Jane Austen

Jane Austen was born in Steventon, Hampshire, England on Dec. 16, 1775. She was a female writer, and though it was difficult to be a female writer at this time, Austen published her novels under the name, “by a lady.”

Her first three novels garnered fame and money, it was not until after her death in 1817 when her brother Henry Austen revealed to the public that J. Austen was the author. What really made her famous was at the end of the century when the first biography of her was written by her nephew, James Edward Austen-Leigh.

All of Austen’s novels deal with the choices involved in being a women. Austen’s heroines are known as strong, witty women, especially “Pride and Prejudice’s Elizabeth Bennet. She was one of the first authors to suggest that women should marry for love. She used her romantic novels “as a mouthpiece for social commentary.”

Senior Emma Steward said, “her novels are still relevant today, with well-written female characters.”
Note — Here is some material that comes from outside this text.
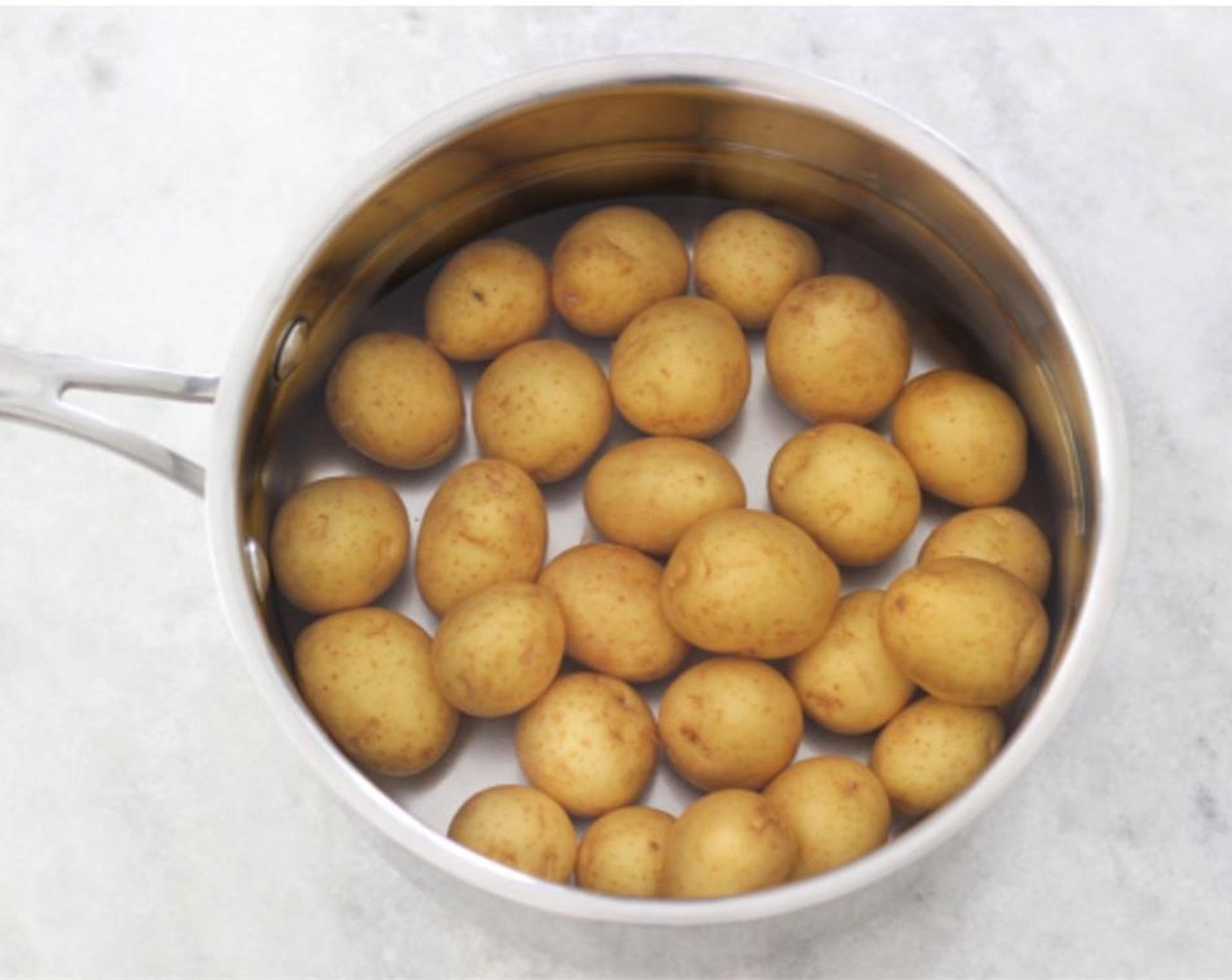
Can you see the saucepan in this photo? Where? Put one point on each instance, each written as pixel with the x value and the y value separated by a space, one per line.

“Pride and Prejudice” was voted The Book the Nation Can’t Do Without by The Guardian in 2007. Austen’s contributions to literature cannot be overstated, her books have been made into countless movies and spin-offs. Austen focused on what she knew, featuring parochial and domestic scenes featuring wit and social commentary, the oppression of patriarchy, romance and morals.


“The person, be it gentleman or lady, who has not pleasure in a good novel, must be intolerably stupid.”